WEDGE MODEL

Calculating seismic reflection responses across a bed that thins continuously is a useful modeling technique for developing the principles of thin-bed interpretation that will be emphasized in this module. Such a wedge model is displayed below.

Figure 3.

In this model, the media above and below the thin bed have the same acoustic impedance, which causes the reflection coefficients at the top and bottom of the bed to have the same magnitudes but opposite algebraic signs. The basic features of the composite reflection generated by this simple model can be used to illustrate how bed thickness affects seismic reflection character for most thin-bed depositional systems. The physics of the reflection process is shown by the animation below

Note the seismic reflection from top of the bed in red, also known as the postive coefficient from surface. As sound travels through the bed a seismic reflection from the base is generated, which has the same magnitude as the first reflection, but the opposite algebraic sign. Note this reflection from base, or negative coefficient from surface in blue.

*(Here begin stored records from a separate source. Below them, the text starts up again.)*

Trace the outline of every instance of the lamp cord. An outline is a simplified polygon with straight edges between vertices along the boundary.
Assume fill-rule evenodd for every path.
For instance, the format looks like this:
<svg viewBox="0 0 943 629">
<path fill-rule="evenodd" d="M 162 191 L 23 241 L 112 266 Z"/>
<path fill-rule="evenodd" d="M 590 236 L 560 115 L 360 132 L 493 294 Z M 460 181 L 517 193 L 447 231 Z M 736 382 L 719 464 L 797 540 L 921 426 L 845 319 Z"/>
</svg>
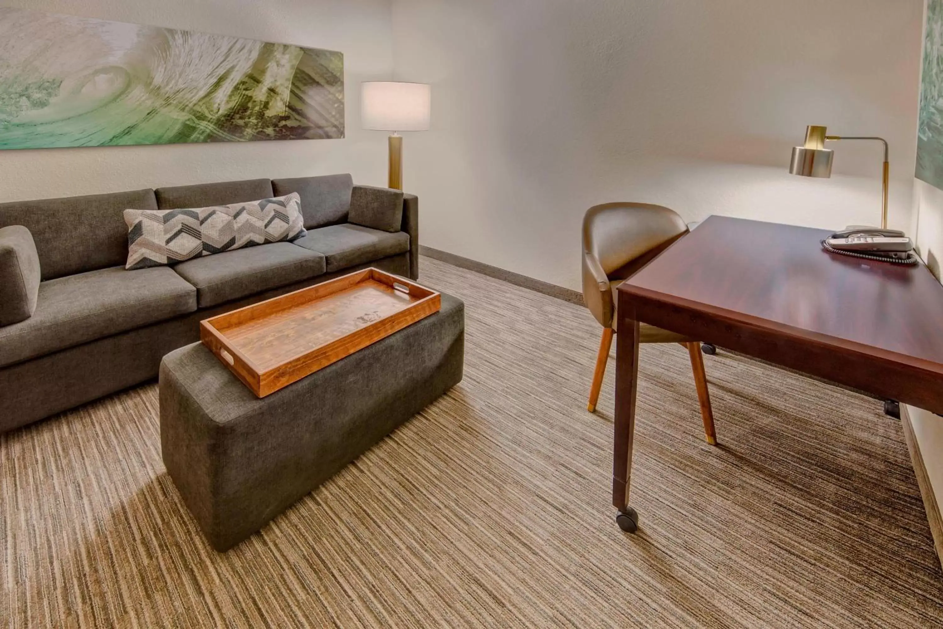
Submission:
<svg viewBox="0 0 943 629">
<path fill-rule="evenodd" d="M 907 252 L 906 257 L 884 257 L 883 256 L 871 256 L 869 254 L 861 254 L 856 251 L 842 251 L 841 249 L 835 249 L 830 245 L 825 240 L 821 240 L 822 248 L 829 252 L 830 254 L 839 254 L 841 256 L 851 256 L 852 257 L 863 257 L 868 260 L 875 260 L 877 262 L 890 262 L 891 264 L 907 264 L 913 265 L 919 262 L 919 258 L 914 255 L 914 252 Z"/>
</svg>

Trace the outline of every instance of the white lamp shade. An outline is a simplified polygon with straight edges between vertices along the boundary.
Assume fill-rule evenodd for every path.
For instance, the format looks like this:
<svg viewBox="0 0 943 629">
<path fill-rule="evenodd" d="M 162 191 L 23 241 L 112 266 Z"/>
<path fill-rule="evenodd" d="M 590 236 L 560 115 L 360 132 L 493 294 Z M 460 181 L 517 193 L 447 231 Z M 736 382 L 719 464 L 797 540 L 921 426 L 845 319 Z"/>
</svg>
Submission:
<svg viewBox="0 0 943 629">
<path fill-rule="evenodd" d="M 367 81 L 360 84 L 360 122 L 376 131 L 426 131 L 432 91 L 425 83 Z"/>
</svg>

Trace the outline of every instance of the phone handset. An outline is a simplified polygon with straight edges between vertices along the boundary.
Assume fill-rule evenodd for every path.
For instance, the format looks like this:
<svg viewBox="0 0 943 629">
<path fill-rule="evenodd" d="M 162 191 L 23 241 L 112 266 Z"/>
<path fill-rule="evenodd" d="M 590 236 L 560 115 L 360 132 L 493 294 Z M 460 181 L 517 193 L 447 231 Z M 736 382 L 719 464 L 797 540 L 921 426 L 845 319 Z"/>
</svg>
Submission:
<svg viewBox="0 0 943 629">
<path fill-rule="evenodd" d="M 902 231 L 851 225 L 822 240 L 833 253 L 913 264 L 917 257 L 910 252 L 914 243 Z"/>
</svg>

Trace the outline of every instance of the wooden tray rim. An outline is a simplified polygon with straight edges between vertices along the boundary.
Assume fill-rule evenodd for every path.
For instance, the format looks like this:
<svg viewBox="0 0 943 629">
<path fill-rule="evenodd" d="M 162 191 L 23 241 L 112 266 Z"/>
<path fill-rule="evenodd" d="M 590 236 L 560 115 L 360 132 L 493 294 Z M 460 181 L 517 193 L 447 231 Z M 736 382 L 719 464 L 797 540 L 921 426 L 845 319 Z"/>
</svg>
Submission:
<svg viewBox="0 0 943 629">
<path fill-rule="evenodd" d="M 319 299 L 323 299 L 325 297 L 328 297 L 330 295 L 336 294 L 336 293 L 340 292 L 342 290 L 346 290 L 348 289 L 352 289 L 352 288 L 356 287 L 358 284 L 361 284 L 363 282 L 370 281 L 370 280 L 374 280 L 374 281 L 380 282 L 382 284 L 386 284 L 386 285 L 390 286 L 390 287 L 392 287 L 393 284 L 401 284 L 403 286 L 405 286 L 405 287 L 409 288 L 411 295 L 413 294 L 413 290 L 414 290 L 417 292 L 426 293 L 426 294 L 424 296 L 422 296 L 422 297 L 420 297 L 416 301 L 410 303 L 408 306 L 406 306 L 402 310 L 397 311 L 396 313 L 394 313 L 394 315 L 388 315 L 387 317 L 383 317 L 382 319 L 378 319 L 375 322 L 372 322 L 368 325 L 365 325 L 364 327 L 358 328 L 357 330 L 355 330 L 354 332 L 352 332 L 352 333 L 350 333 L 348 335 L 344 335 L 342 337 L 335 339 L 331 340 L 330 342 L 328 342 L 327 344 L 323 345 L 321 347 L 316 347 L 316 348 L 311 349 L 311 350 L 301 352 L 300 354 L 298 354 L 296 356 L 293 356 L 292 357 L 285 360 L 280 365 L 277 365 L 275 367 L 272 367 L 271 369 L 267 369 L 267 370 L 261 370 L 259 368 L 259 366 L 256 362 L 254 362 L 247 355 L 245 355 L 243 352 L 241 352 L 240 350 L 239 350 L 236 347 L 234 347 L 233 345 L 231 345 L 230 342 L 229 342 L 229 339 L 226 338 L 226 336 L 224 334 L 224 329 L 225 328 L 221 329 L 221 328 L 217 327 L 217 325 L 216 325 L 217 322 L 219 322 L 221 320 L 224 320 L 224 319 L 231 319 L 234 316 L 237 316 L 239 313 L 246 313 L 246 312 L 250 312 L 250 311 L 255 310 L 255 309 L 264 309 L 264 306 L 266 304 L 270 304 L 270 303 L 273 303 L 273 302 L 279 302 L 279 301 L 281 301 L 281 302 L 289 302 L 289 304 L 287 304 L 284 308 L 279 308 L 278 310 L 275 311 L 275 312 L 278 312 L 278 311 L 280 311 L 282 309 L 288 309 L 288 308 L 290 308 L 290 307 L 294 307 L 296 306 L 300 306 L 302 304 L 306 304 L 306 303 L 317 301 Z M 303 293 L 309 293 L 309 292 L 310 293 L 318 293 L 318 294 L 317 294 L 317 296 L 312 296 L 310 299 L 298 299 L 298 297 L 301 294 L 303 294 Z M 425 317 L 427 317 L 427 316 L 429 316 L 431 314 L 434 314 L 435 312 L 438 311 L 438 309 L 440 307 L 441 293 L 438 292 L 436 290 L 433 290 L 431 289 L 428 289 L 428 288 L 426 288 L 424 286 L 422 286 L 420 284 L 417 284 L 417 283 L 415 283 L 415 282 L 413 282 L 413 281 L 411 281 L 409 279 L 406 279 L 405 277 L 401 277 L 399 275 L 393 275 L 392 273 L 388 273 L 385 271 L 381 271 L 380 269 L 377 269 L 375 267 L 369 267 L 367 269 L 362 269 L 360 271 L 355 271 L 355 272 L 353 272 L 351 273 L 348 273 L 346 275 L 341 275 L 340 277 L 335 277 L 334 279 L 327 280 L 326 282 L 322 282 L 320 284 L 315 284 L 313 286 L 305 287 L 304 289 L 299 289 L 298 290 L 292 290 L 291 292 L 287 292 L 284 295 L 278 295 L 276 297 L 272 297 L 270 299 L 266 299 L 266 300 L 261 301 L 261 302 L 256 302 L 256 304 L 250 304 L 248 306 L 244 306 L 240 307 L 240 308 L 236 308 L 235 310 L 230 310 L 229 312 L 224 312 L 224 313 L 216 315 L 214 317 L 209 317 L 207 319 L 204 319 L 204 320 L 202 320 L 200 322 L 200 328 L 201 328 L 201 331 L 206 332 L 207 335 L 209 335 L 210 337 L 212 337 L 216 340 L 216 342 L 222 348 L 224 348 L 224 350 L 226 352 L 228 352 L 230 355 L 232 355 L 235 358 L 238 358 L 239 361 L 242 362 L 245 365 L 246 368 L 248 368 L 249 370 L 251 370 L 252 373 L 250 373 L 250 374 L 240 373 L 238 370 L 235 369 L 235 364 L 229 363 L 224 358 L 223 358 L 222 356 L 218 356 L 217 353 L 215 351 L 213 351 L 213 349 L 211 347 L 207 346 L 207 349 L 209 349 L 210 352 L 212 352 L 214 354 L 214 356 L 216 356 L 217 358 L 219 358 L 220 361 L 223 362 L 223 365 L 227 369 L 229 369 L 237 377 L 239 377 L 240 380 L 242 380 L 243 384 L 245 384 L 247 387 L 249 387 L 249 389 L 253 389 L 253 391 L 256 395 L 258 395 L 259 397 L 264 397 L 264 395 L 261 394 L 261 388 L 262 388 L 263 381 L 265 379 L 267 379 L 268 377 L 275 374 L 277 372 L 280 372 L 282 370 L 286 370 L 286 369 L 291 368 L 296 363 L 302 363 L 303 364 L 307 359 L 314 357 L 315 355 L 328 352 L 335 344 L 339 344 L 339 343 L 343 342 L 344 339 L 346 339 L 351 335 L 354 335 L 354 334 L 366 335 L 370 331 L 374 330 L 374 329 L 376 329 L 378 327 L 381 327 L 384 324 L 386 324 L 388 323 L 388 321 L 391 317 L 393 317 L 395 315 L 401 315 L 402 316 L 403 313 L 410 312 L 412 310 L 417 310 L 417 309 L 421 309 L 421 308 L 424 308 L 427 304 L 429 304 L 430 302 L 434 302 L 434 301 L 435 302 L 438 302 L 438 304 L 437 304 L 437 306 L 431 312 L 429 312 L 429 313 L 423 315 L 422 317 L 417 319 L 417 321 L 424 319 Z M 271 314 L 273 314 L 273 313 L 269 313 L 270 316 L 271 316 Z M 261 319 L 261 318 L 263 318 L 263 317 L 259 317 L 259 319 Z M 247 319 L 246 321 L 253 321 L 253 319 L 250 318 L 250 319 Z M 416 322 L 412 322 L 412 323 L 416 323 Z M 412 323 L 408 323 L 407 326 L 411 325 L 411 324 Z M 394 332 L 390 332 L 389 334 L 388 334 L 386 336 L 389 336 L 389 335 L 394 334 L 394 333 L 395 333 L 395 331 Z M 386 338 L 386 337 L 383 337 L 383 338 Z M 377 340 L 380 340 L 380 339 L 377 339 Z M 207 345 L 206 339 L 203 338 L 202 334 L 201 334 L 201 341 L 204 343 L 204 345 Z M 376 342 L 376 341 L 372 341 L 372 342 Z M 372 343 L 368 343 L 368 345 L 365 345 L 364 347 L 367 347 L 370 344 L 372 344 Z M 360 349 L 363 349 L 363 348 L 360 348 Z M 359 350 L 356 350 L 356 351 L 359 351 Z M 353 354 L 353 352 L 352 352 L 352 354 Z M 314 371 L 318 371 L 318 370 L 314 370 Z M 311 372 L 311 373 L 313 373 L 313 372 Z M 253 382 L 251 382 L 251 383 L 250 382 L 246 382 L 245 379 L 244 379 L 245 377 L 251 377 L 251 379 L 253 380 Z M 288 386 L 288 385 L 284 385 L 284 386 Z M 265 395 L 267 395 L 267 394 L 268 393 L 266 393 Z"/>
</svg>

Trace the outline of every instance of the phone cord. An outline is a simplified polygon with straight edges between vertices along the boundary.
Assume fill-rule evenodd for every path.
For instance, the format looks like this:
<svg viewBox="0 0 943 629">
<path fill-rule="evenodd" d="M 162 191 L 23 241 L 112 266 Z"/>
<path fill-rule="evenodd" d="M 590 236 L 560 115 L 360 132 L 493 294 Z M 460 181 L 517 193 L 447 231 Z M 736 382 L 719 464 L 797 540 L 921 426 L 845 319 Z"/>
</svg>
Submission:
<svg viewBox="0 0 943 629">
<path fill-rule="evenodd" d="M 852 257 L 863 257 L 868 260 L 876 260 L 878 262 L 890 262 L 892 264 L 917 264 L 919 262 L 919 258 L 914 255 L 914 252 L 908 252 L 906 257 L 884 257 L 882 256 L 869 256 L 869 254 L 859 254 L 856 251 L 842 251 L 841 249 L 835 249 L 831 246 L 825 240 L 821 241 L 822 248 L 830 254 L 839 254 L 841 256 L 851 256 Z"/>
</svg>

At this point the two wavelets exist as seperate but overlapping waveforms.

The two wavelets are then added together...

to create the composite response in the wedge model below.

When the one-way time thickness of the wedge is one-half or more the dominant wavelength, the amplitude of the reflection event does not change in magnitude. For such thick beds, the embedded animation shows that the only indication that bed thickness decreases (increases) as the modeling process moves across the wedge is that the timing difference between the reflections from the top and base of the bed decreases (increases).